1. 09 Aug, 2018 2 commits
    • Ilya Dryomov's avatar
      dm cache metadata: set dirty on all cache blocks after a crash · 5b1fe7be
      Ilya Dryomov authored
      Quoting Documentation/device-mapper/cache.txt:
      
        The 'dirty' state for a cache block changes far too frequently for us
        to keep updating it on the fly.  So we treat it as a hint.  In normal
        operation it will be written when the dm device is suspended.  If the
        system crashes all cache blocks will be assumed dirty when restarted.
      
      This got broken in commit f177940a ("dm cache metadata: switch to
      using the new cursor api for loading metadata") in 4.9, which removed
      the code that consulted cmd->clean_when_opened (CLEAN_SHUTDOWN on-disk
      flag) when loading cache blocks.  This results in data corruption on an
      unclean shutdown with dirty cache blocks on the fast device.  After the
      crash those blocks are considered clean and may get evicted from the
      cache at any time.  This can be demonstrated by doing a lot of reads
      to trigger individual evictions, but uncache is more predictable:
      
        ### Disable auto-activation in lvm.conf to be able to do uncache in
        ### time (i.e. see uncache doing flushing) when the fix is applied.
      
        # xfs_io -d -c 'pwrite -b 4M -S 0xaa 0 1G' /dev/vdb
        # vgcreate vg_cache /dev/vdb /dev/vdc
        # lvcreate -L 1G -n lv_slowdev vg_cache /dev/vdb
        # lvcreate -L 512M -n lv_cachedev vg_cache /dev/vdc
        # lvcreate -L 256M -n lv_metadev vg_cache /dev/vdc
        # lvconvert --type cache-pool --cachemode writeback vg_cache/lv_cachedev --poolmetadata vg_cache/lv_metadev
        # lvconvert --type cache vg_cache/lv_slowdev --cachepool vg_cache/lv_cachedev
        # xfs_io -d -c 'pwrite -b 4M -S 0xbb 0 512M' /dev/mapper/vg_cache-lv_slowdev
        # xfs_io -d -c 'pread -v 254M 512' /dev/mapper/vg_cache-lv_slowdev | head -n 2
        0fe00000:  bb bb bb bb bb bb bb bb bb bb bb bb bb bb bb bb  ................

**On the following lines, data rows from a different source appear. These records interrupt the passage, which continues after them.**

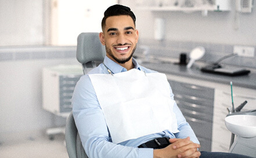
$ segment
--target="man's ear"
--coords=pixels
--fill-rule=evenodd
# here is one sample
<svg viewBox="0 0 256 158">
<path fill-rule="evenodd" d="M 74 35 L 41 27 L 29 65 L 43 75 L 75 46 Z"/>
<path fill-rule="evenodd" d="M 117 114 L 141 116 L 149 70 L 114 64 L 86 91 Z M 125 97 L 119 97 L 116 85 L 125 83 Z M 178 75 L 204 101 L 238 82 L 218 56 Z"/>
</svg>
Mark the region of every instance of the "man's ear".
<svg viewBox="0 0 256 158">
<path fill-rule="evenodd" d="M 100 32 L 99 34 L 99 37 L 100 41 L 100 42 L 102 43 L 102 45 L 104 46 L 105 45 L 105 39 L 104 38 L 104 34 L 103 32 Z"/>
<path fill-rule="evenodd" d="M 138 31 L 138 30 L 135 30 L 135 33 L 136 35 L 136 43 L 138 43 L 138 41 L 139 41 L 139 31 Z"/>
</svg>

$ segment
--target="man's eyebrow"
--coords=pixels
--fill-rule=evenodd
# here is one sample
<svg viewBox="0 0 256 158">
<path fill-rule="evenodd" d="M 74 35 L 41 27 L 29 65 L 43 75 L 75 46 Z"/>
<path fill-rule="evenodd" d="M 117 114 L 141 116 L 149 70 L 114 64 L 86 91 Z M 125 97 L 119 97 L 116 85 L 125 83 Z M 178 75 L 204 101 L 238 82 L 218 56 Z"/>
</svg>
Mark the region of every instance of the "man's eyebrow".
<svg viewBox="0 0 256 158">
<path fill-rule="evenodd" d="M 107 32 L 111 31 L 117 31 L 117 30 L 118 30 L 116 28 L 110 28 L 107 30 Z"/>
<path fill-rule="evenodd" d="M 134 30 L 134 28 L 132 27 L 125 27 L 124 30 L 129 30 L 131 29 Z M 107 32 L 109 32 L 109 31 L 118 31 L 118 30 L 116 28 L 110 28 L 107 30 Z"/>
<path fill-rule="evenodd" d="M 132 27 L 125 27 L 125 28 L 124 28 L 124 30 L 130 30 L 130 29 L 134 30 L 134 28 Z"/>
</svg>

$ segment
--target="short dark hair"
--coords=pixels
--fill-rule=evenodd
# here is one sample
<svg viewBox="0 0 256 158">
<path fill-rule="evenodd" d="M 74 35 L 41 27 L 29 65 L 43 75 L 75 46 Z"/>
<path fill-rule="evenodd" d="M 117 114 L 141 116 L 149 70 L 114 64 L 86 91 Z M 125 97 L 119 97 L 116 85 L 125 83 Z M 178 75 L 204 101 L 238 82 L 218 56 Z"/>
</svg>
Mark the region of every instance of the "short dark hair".
<svg viewBox="0 0 256 158">
<path fill-rule="evenodd" d="M 102 21 L 102 29 L 103 31 L 103 29 L 106 26 L 106 20 L 107 18 L 110 16 L 120 16 L 120 15 L 127 15 L 129 16 L 134 21 L 134 25 L 135 25 L 136 17 L 134 13 L 131 10 L 129 7 L 121 5 L 114 5 L 110 6 L 104 12 L 104 17 Z"/>
</svg>

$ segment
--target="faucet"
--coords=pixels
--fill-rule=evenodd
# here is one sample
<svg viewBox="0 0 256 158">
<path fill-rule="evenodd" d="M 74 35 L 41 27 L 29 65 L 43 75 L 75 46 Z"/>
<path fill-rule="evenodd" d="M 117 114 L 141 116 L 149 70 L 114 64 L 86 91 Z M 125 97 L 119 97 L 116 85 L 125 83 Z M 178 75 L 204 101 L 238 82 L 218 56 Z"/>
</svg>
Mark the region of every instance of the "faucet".
<svg viewBox="0 0 256 158">
<path fill-rule="evenodd" d="M 235 111 L 232 111 L 231 108 L 227 108 L 228 114 L 226 116 L 227 117 L 231 115 L 255 115 L 256 116 L 256 109 L 250 110 L 247 111 L 241 111 L 241 109 L 246 105 L 247 103 L 247 101 L 246 100 L 242 104 L 241 104 L 239 106 L 238 106 Z"/>
<path fill-rule="evenodd" d="M 246 105 L 247 103 L 247 101 L 246 100 L 239 106 L 238 106 L 235 109 L 234 104 L 232 102 L 232 108 L 231 107 L 227 108 L 229 113 L 226 115 L 226 117 L 229 116 L 236 115 L 248 115 L 256 116 L 256 109 L 241 112 L 241 109 L 243 109 L 243 108 L 244 106 L 244 105 Z M 235 134 L 233 133 L 232 133 L 229 149 L 232 146 L 232 144 L 234 142 L 234 140 L 235 140 Z"/>
</svg>

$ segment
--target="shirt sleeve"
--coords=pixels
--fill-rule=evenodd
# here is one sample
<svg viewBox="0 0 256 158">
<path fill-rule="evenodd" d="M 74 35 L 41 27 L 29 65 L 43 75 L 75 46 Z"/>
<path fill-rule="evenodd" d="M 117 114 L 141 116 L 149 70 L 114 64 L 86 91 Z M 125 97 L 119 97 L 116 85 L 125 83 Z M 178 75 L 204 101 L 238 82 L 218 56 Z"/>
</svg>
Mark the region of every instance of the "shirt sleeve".
<svg viewBox="0 0 256 158">
<path fill-rule="evenodd" d="M 126 146 L 111 142 L 104 115 L 88 75 L 83 76 L 77 82 L 72 104 L 75 124 L 89 157 L 153 158 L 153 149 Z"/>
</svg>

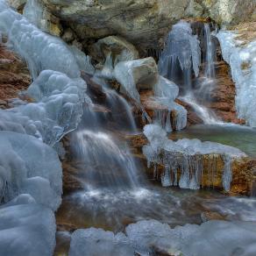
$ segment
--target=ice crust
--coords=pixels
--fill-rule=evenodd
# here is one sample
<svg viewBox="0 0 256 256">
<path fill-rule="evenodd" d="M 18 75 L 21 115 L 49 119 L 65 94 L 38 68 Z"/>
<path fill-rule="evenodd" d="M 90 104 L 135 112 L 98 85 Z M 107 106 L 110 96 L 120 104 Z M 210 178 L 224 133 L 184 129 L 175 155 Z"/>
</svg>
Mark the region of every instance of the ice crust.
<svg viewBox="0 0 256 256">
<path fill-rule="evenodd" d="M 94 70 L 84 53 L 42 32 L 4 0 L 0 32 L 33 78 L 24 100 L 0 110 L 0 254 L 50 256 L 53 211 L 62 194 L 61 165 L 53 147 L 60 147 L 62 136 L 78 125 L 84 103 L 90 104 L 80 70 Z"/>
<path fill-rule="evenodd" d="M 174 128 L 180 131 L 187 125 L 187 110 L 174 102 L 178 95 L 179 87 L 174 82 L 160 75 L 159 82 L 154 86 L 154 98 L 160 105 L 167 109 L 168 113 L 166 116 L 166 110 L 155 110 L 153 123 L 162 126 L 167 132 L 172 132 Z M 174 113 L 173 124 L 170 123 L 172 111 Z"/>
<path fill-rule="evenodd" d="M 179 185 L 181 188 L 200 188 L 203 155 L 218 154 L 224 161 L 223 186 L 226 191 L 229 191 L 232 160 L 246 156 L 235 147 L 219 143 L 202 142 L 196 139 L 182 139 L 174 142 L 168 139 L 166 132 L 157 124 L 146 125 L 144 134 L 149 140 L 149 144 L 142 148 L 147 159 L 148 167 L 151 164 L 154 166 L 154 168 L 157 164 L 165 167 L 165 172 L 161 176 L 164 187 Z M 181 169 L 181 177 L 178 181 L 179 169 Z"/>
<path fill-rule="evenodd" d="M 21 194 L 0 206 L 0 216 L 1 255 L 53 255 L 56 224 L 50 209 Z"/>
<path fill-rule="evenodd" d="M 115 66 L 114 75 L 123 86 L 124 92 L 137 103 L 140 103 L 140 96 L 136 88 L 133 77 L 133 68 L 143 64 L 144 60 L 120 61 Z"/>
<path fill-rule="evenodd" d="M 19 194 L 56 210 L 61 202 L 62 170 L 56 152 L 32 136 L 0 132 L 0 195 L 9 202 Z"/>
<path fill-rule="evenodd" d="M 173 25 L 159 60 L 160 74 L 166 76 L 172 63 L 174 65 L 179 60 L 181 70 L 193 68 L 196 76 L 198 76 L 201 64 L 199 44 L 197 36 L 192 34 L 189 23 L 180 21 Z"/>
<path fill-rule="evenodd" d="M 242 45 L 238 32 L 221 30 L 217 34 L 222 54 L 236 84 L 236 109 L 239 118 L 256 127 L 256 40 Z"/>
<path fill-rule="evenodd" d="M 252 222 L 209 221 L 171 229 L 156 220 L 129 224 L 124 233 L 90 228 L 72 234 L 69 256 L 168 255 L 252 256 L 256 252 Z"/>
<path fill-rule="evenodd" d="M 13 50 L 26 60 L 33 79 L 46 69 L 62 72 L 70 78 L 80 77 L 78 64 L 68 46 L 29 23 L 4 0 L 0 4 L 0 31 L 7 35 Z"/>
</svg>

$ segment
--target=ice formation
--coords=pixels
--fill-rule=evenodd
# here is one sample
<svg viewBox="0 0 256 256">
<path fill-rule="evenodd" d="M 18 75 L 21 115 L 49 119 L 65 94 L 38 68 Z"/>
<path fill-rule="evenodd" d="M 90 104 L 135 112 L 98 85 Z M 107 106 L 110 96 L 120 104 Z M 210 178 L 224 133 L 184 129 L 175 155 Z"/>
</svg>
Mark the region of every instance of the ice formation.
<svg viewBox="0 0 256 256">
<path fill-rule="evenodd" d="M 236 109 L 239 118 L 256 127 L 256 41 L 242 45 L 236 32 L 221 30 L 219 39 L 222 54 L 231 69 L 236 84 Z"/>
<path fill-rule="evenodd" d="M 32 24 L 47 32 L 46 10 L 40 0 L 28 0 L 24 7 L 23 15 Z"/>
<path fill-rule="evenodd" d="M 85 54 L 42 32 L 4 0 L 0 31 L 9 46 L 27 61 L 33 77 L 23 93 L 30 103 L 15 100 L 14 108 L 0 110 L 0 251 L 4 255 L 50 256 L 62 171 L 49 146 L 56 147 L 78 125 L 82 105 L 90 104 L 80 70 L 94 70 Z"/>
<path fill-rule="evenodd" d="M 142 63 L 142 60 L 120 61 L 114 69 L 115 77 L 121 83 L 123 90 L 137 103 L 140 103 L 140 97 L 136 87 L 133 68 L 141 66 Z"/>
<path fill-rule="evenodd" d="M 71 237 L 69 256 L 106 256 L 134 255 L 136 249 L 124 233 L 114 235 L 113 232 L 102 229 L 90 228 L 76 230 Z M 139 254 L 141 255 L 141 254 Z"/>
<path fill-rule="evenodd" d="M 158 221 L 130 224 L 125 233 L 135 245 L 171 255 L 254 255 L 256 224 L 252 222 L 209 221 L 171 229 Z"/>
<path fill-rule="evenodd" d="M 204 41 L 206 42 L 206 68 L 204 70 L 205 77 L 215 77 L 215 46 L 211 39 L 210 27 L 208 23 L 204 24 Z"/>
<path fill-rule="evenodd" d="M 26 60 L 33 79 L 45 69 L 62 72 L 70 78 L 80 77 L 78 64 L 68 46 L 29 23 L 4 0 L 0 3 L 0 31 L 7 35 L 14 51 Z"/>
<path fill-rule="evenodd" d="M 70 256 L 78 255 L 254 255 L 252 222 L 209 221 L 171 229 L 156 220 L 129 224 L 124 233 L 78 230 L 71 237 Z"/>
<path fill-rule="evenodd" d="M 174 25 L 168 34 L 166 46 L 159 60 L 159 69 L 161 75 L 169 77 L 172 67 L 180 63 L 183 72 L 193 68 L 196 76 L 199 75 L 201 64 L 201 49 L 196 35 L 192 34 L 189 23 L 180 21 Z"/>
<path fill-rule="evenodd" d="M 167 114 L 165 110 L 154 110 L 153 122 L 162 126 L 167 132 L 174 129 L 181 130 L 187 125 L 186 109 L 174 102 L 178 94 L 178 86 L 160 75 L 159 82 L 154 86 L 154 97 L 160 105 L 167 109 Z M 173 124 L 171 124 L 171 114 Z"/>
<path fill-rule="evenodd" d="M 13 132 L 0 132 L 0 151 L 1 201 L 30 194 L 38 203 L 57 210 L 62 172 L 56 152 L 32 136 Z"/>
<path fill-rule="evenodd" d="M 231 181 L 231 164 L 233 158 L 245 157 L 240 150 L 214 142 L 201 142 L 199 139 L 182 139 L 174 142 L 167 139 L 166 132 L 156 124 L 144 127 L 144 134 L 149 144 L 143 146 L 143 153 L 148 166 L 157 164 L 165 167 L 161 176 L 162 185 L 177 186 L 182 188 L 198 189 L 203 174 L 203 155 L 223 156 L 223 186 L 227 191 Z M 214 167 L 213 167 L 214 169 Z M 178 181 L 178 171 L 181 177 Z M 156 173 L 156 172 L 155 172 Z"/>
<path fill-rule="evenodd" d="M 0 206 L 0 216 L 1 255 L 53 255 L 56 224 L 50 209 L 22 194 Z"/>
</svg>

        0fe00010:  bb bb bb bb bb bb bb bb bb bb bb bb bb bb bb bb  ................
        # dmsetup status vg_cache-lv_slowdev
        0 2097152 cache 8 27/65536 128 8192/8192 1 100 0 0 0 8192 7065 2 metadata2 writeback 2 migration_threshold 2048 smq 0 rw -
                                                                  ^^^^
                                      7065 * 64k = 441M yet to be written to the slow device
        # echo b >/proc/sysrq-trigger
      
        # vgchange -ay vg_cache
        # xfs_io -d -c 'pread -v 254M 512' /dev/mapper/vg_cache-lv_slowdev | head -n 2
        0fe00000:  bb bb bb bb bb bb bb bb bb bb bb bb bb bb bb bb  ................
        0fe00010:  bb bb bb bb bb bb bb bb bb bb bb bb bb bb bb bb  ................
        # lvconvert --uncache vg_cache/lv_slowdev
        Flushing 0 blocks for cache vg_cache/lv_slowdev.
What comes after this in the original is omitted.